Pruning image super-resolution models by removing unnecessary ReLU activations.
Type of Work:
- Guided Research
- Master
Keywords:
- Deep Learning
- Image Processing
- Image Super-Resolution
Description:
This work investigates the optimization of image super-resolution neural network architectures by removing ReLU and other noise-canceling activation layers. The resulting method should combine convolution layers surrounding the removed activation layers into a single convolution layer, reducing redundancy and improving computational efficiency. As a starting point, the selection of ReLU layers for removal will be based on an analysis of their activations distributions (non-noise-canceled vs noise-canceled) using a representative dataset.
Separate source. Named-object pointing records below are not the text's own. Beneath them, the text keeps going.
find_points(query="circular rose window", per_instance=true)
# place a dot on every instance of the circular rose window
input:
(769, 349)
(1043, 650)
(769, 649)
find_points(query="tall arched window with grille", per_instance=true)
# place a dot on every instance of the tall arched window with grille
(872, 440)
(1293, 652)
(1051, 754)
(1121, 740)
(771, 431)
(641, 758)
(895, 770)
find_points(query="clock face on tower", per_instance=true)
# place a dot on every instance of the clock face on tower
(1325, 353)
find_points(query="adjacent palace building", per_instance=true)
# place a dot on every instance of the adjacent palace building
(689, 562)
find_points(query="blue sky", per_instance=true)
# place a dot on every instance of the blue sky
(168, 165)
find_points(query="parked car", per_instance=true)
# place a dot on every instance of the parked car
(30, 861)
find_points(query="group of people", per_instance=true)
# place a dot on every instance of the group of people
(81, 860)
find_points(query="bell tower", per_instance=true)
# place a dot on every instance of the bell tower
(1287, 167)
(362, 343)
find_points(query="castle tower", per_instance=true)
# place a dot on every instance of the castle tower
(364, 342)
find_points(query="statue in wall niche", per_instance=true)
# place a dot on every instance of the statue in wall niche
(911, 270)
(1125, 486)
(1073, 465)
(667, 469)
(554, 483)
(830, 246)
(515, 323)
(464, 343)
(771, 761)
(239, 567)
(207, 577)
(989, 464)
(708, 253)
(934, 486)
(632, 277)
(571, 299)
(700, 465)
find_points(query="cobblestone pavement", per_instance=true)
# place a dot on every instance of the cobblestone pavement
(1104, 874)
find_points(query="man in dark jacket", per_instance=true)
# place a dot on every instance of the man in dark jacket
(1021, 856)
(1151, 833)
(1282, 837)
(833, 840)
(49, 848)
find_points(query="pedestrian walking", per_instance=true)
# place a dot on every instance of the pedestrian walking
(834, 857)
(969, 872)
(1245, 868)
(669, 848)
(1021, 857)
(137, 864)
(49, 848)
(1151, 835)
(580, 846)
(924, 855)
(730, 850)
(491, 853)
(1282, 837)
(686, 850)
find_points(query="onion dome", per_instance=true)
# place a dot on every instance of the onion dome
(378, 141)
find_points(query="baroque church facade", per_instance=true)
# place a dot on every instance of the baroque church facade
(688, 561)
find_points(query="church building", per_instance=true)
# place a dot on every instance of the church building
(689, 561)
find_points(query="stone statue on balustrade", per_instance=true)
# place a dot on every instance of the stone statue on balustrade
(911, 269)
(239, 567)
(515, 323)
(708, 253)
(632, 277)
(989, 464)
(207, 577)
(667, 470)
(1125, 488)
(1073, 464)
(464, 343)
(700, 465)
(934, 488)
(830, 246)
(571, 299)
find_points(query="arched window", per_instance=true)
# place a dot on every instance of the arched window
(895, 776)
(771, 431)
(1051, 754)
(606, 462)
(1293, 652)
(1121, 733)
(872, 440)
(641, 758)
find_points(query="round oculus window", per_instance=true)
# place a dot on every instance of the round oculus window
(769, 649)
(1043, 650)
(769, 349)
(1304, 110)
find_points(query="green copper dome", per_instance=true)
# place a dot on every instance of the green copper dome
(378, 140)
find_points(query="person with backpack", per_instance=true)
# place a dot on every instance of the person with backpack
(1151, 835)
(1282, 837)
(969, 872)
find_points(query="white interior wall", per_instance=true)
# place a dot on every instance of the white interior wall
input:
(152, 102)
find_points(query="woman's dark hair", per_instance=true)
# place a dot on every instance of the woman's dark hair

Combining Dynamic Attention-Guided Diffusion and Wavelet-Based Diffusion for Image Super-Resolution
Type of Work:
- Guided Research
- Master
Keywords:
- deep learning
- single image super-resolution
- vision transformer
Description:
This thesis focuses on merging two techniques developed in our group [1, 2]. The first component, Dynamic Attention-Guided Diffusion, allows selective diffusion across regions of interest in the image, driven by time-dependent attention mechanisms. This method ensures that only certain parts of the image are diffused at specific time-steps, enhancing focus on critical image regions. The second component, Wavelet-based Diffusion, introduces image processing in the frequency domain via discrete wavelet transforms (DWT). Instead of working in the pixel domain, this method applies diffusion in the frequency domain, effectively capturing and enhancing multiscale image details. By combining these approaches, this work will explore the synergy of frequency-domain wavelet transforms with dynamic, time-based attention in diffusion models. The research aims to produce sharper, high-resolution images by diffusing across relevant areas in both the spatial and frequency domains, leading to more efficient and accurate SR results.